I2 Years ago I was driving behind a tractor on a country
road in County Kerry and in no hurry but did have an appointment to keep.
Giving the tractor driver a hint by keeping to the right and towards the center
of the white line of the road, I figured he would ease to his left in a show of
driver camaraderie to let me overtake, but instead stubbornly held to the
centre of it even when the road widened and he had already passed a lay-by. Two
more miles went behind us and the journey suddenly seemed laboured and
claustrophobic. I switched off the radio for I needed to pay attention as I
became aware that something was going very wrong here and it was more than a state of mind.
I decided to beep the feeble horn of the car. First a little
bit tentatively, then a bit more assertive, with the last beep having a more
plaintive edge to it. Still nothing except the steady loud rhythm of the
tractors engine and the smell of cow dung blowing back at me. Each second
seemed a minute but the sense that I was in danger grew and in the next seconds
I would know I was.
As we approached uphill a bend in the road, the tractor
driver held out a meaty hand and started to wave me around and on to pass him.

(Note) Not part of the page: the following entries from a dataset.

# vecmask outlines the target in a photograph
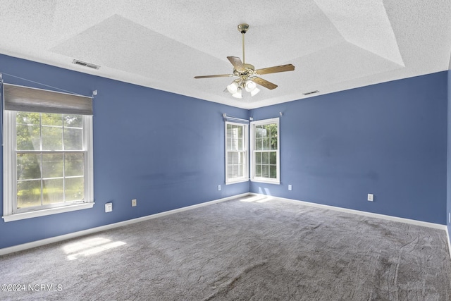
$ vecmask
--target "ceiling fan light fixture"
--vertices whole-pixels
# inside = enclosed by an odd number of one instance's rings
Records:
[[[256,87],[255,89],[254,89],[252,91],[251,91],[251,96],[254,96],[254,95],[257,94],[259,92],[260,92],[260,89],[259,89],[259,88],[257,88]]]
[[[236,93],[238,90],[238,83],[237,82],[232,82],[230,85],[227,86],[227,90],[231,94]]]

This baited piece of meat was doing what it was intended to do by the moronic
brain of the man that controlled it, and I seized it in a serious error of judgment.
I pressed on the accelerator in a desperate bid to put this all behind me not
thinking what might just be in front of me, and weaved around the creaking rust
bucket mechanical dinosaur fueled by a certain desperation. Bearing down
suddenly opposite me was 10,000 pounds of moving steel called a truck, driven by
a kindly but shocked face. It was the end and the beginning of something that
would stay with me for the rest of my life.

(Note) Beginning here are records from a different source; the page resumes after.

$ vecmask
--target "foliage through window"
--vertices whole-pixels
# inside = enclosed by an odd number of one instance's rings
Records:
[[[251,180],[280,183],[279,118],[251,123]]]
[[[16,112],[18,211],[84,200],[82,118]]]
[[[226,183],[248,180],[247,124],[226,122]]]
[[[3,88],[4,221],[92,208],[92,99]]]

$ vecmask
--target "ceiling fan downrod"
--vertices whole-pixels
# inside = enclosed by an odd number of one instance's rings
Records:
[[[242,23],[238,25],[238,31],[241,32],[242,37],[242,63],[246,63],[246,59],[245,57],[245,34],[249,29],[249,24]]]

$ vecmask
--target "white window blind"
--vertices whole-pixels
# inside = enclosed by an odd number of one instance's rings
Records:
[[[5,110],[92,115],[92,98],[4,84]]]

I pulled back and in behind the tractor within a sliver of
space that defied the laws of moving parts. I shuddered to a halt as the
tractor made distance in front of me and the truck I could not see anymore.
Space, empty space, dotted by bleak but beautiful landscape was all around me.
I was alive, I was still alive.
I stayed in the middle of the road in that car in a helpless
state of euphoria for over 5 minutes knowing that I would go and see tomorrow. No
other car appeared or be noticed to disrupt this altered state, a state of
mind that overshadowed thoughts or actions of revenge long enough that when I went
to look for the man after I came out of it, he had vanished into one of the
many arteries of lesser known boreens and roads that were everywhere.
Since that time I have wondered what had possessed that man
who had intent to kill on that day. It would have been the perfect crime and only
he would have known the truth. Would it have served his need to lash out at the
unhappiness and frustration of his own life by the sacrifice of mine. I simply will
never know.
I do know I will never trust any car driver in front of me ever again
about something that I cannot see with my eyes only.